Open terchris opened 2 years ago
I encountered the same problem, if the call twice, the second call to requestHandler always does not respond.
Then I realized that the requestQueue was probably cached.
So I tried to add an
await requestQueue.drop(); at the end to clear the cache and it seems to work.
I have a related issue in crawlee 3.3.3. The Datasets seem indeed not be purged by PURGE_ON_START or purgeDefaultStorage.
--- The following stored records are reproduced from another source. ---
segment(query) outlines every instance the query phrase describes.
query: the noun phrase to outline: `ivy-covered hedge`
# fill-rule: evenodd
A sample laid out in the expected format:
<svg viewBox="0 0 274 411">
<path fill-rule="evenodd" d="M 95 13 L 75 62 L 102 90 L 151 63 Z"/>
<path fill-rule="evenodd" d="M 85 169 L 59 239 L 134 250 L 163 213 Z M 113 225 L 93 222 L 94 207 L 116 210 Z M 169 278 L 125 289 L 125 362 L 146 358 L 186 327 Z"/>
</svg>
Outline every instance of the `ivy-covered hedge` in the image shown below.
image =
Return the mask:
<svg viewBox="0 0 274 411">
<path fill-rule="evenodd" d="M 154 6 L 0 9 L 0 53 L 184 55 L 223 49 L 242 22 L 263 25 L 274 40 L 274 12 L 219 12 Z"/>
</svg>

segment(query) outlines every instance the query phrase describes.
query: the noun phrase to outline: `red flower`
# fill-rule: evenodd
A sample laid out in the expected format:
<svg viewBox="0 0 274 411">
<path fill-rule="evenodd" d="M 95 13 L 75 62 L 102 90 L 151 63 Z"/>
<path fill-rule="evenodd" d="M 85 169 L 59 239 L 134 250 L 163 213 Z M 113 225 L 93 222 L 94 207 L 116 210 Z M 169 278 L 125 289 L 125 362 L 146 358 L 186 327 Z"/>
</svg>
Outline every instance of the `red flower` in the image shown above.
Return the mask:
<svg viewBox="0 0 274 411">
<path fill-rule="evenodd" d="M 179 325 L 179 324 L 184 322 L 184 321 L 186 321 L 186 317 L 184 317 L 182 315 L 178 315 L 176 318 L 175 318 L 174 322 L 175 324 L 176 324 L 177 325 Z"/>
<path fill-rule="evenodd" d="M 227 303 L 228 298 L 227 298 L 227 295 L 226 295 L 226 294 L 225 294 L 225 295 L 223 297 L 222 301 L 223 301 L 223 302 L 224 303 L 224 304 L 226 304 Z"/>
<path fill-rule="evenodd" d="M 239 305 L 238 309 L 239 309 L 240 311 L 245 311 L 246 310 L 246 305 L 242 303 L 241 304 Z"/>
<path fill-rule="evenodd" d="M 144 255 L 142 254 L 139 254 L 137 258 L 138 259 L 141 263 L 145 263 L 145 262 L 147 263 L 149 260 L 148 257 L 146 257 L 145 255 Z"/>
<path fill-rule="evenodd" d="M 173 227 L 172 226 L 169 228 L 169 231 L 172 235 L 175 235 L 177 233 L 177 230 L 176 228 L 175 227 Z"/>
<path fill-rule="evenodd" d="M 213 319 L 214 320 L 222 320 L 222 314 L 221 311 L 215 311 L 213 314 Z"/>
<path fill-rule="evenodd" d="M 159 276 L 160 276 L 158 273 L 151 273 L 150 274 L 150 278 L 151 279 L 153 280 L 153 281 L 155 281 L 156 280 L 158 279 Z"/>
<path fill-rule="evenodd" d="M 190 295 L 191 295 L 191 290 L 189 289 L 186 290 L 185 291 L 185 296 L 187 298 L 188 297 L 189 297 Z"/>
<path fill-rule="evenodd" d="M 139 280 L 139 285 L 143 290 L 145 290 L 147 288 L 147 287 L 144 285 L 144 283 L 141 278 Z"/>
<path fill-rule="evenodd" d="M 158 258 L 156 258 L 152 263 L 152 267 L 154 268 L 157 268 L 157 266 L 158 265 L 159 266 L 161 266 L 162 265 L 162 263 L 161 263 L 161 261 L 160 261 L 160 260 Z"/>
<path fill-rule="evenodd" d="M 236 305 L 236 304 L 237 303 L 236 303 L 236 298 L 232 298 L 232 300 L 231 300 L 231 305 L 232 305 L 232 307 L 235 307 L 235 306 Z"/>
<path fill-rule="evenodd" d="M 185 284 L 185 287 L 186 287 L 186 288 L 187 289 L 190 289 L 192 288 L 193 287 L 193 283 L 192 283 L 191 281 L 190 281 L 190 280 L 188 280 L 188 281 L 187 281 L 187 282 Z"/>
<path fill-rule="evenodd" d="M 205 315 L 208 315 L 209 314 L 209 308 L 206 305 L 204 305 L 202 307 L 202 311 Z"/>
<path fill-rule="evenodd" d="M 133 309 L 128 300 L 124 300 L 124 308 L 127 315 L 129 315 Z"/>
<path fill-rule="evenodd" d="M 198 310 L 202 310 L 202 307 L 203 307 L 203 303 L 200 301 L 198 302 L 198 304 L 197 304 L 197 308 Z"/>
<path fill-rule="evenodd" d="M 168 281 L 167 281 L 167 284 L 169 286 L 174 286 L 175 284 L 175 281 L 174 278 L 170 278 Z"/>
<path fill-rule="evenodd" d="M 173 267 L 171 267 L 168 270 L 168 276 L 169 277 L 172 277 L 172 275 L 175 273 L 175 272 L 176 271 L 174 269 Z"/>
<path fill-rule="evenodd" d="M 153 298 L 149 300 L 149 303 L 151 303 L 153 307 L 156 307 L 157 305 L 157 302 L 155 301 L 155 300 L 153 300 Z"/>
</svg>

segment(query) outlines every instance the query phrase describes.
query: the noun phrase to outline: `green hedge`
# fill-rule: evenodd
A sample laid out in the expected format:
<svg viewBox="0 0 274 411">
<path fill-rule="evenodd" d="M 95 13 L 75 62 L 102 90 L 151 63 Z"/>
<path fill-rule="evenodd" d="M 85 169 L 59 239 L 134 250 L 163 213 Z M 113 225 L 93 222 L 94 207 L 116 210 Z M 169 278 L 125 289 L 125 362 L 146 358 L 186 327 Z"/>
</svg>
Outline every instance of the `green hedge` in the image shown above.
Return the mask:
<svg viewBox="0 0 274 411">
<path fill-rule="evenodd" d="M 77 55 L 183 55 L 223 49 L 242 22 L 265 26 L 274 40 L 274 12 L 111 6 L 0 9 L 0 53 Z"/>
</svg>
I wrote this small test to actually confirm it:
it("shows that purgeDefaultstorage doesn't do anything?", async () => {
let crawler = new CheerioCrawler({
async requestHandler({}) {
await Dataset.pushData({item: "asdf"});
}
});
await crawler.run(["http://www.google.de"]);
await purgeDefaultStorages();
await crawler.run(["http://www.bing.de"]);
expect((await Dataset.getData()).count).to.be.eq(1);
});
So I believe its indeed a Bug and the purge commands don't seem to work. However I believe @terchris is running against the problem that the requestQueue needs to be dropped as @xialer pointed out.
It still seems to be an issue. Any updates?
Purging works as expected, the problem here is its rather internal API that is not supposed to be working as you guys are trying to use it - crawlee purges default storages automatically (in other words, the PURGE_ON_START
defaults to true), and it is supposed to happen only once, as this purgeDefaultStorage
method is called multiple times from various places and we want it to execute only once (on the very first call).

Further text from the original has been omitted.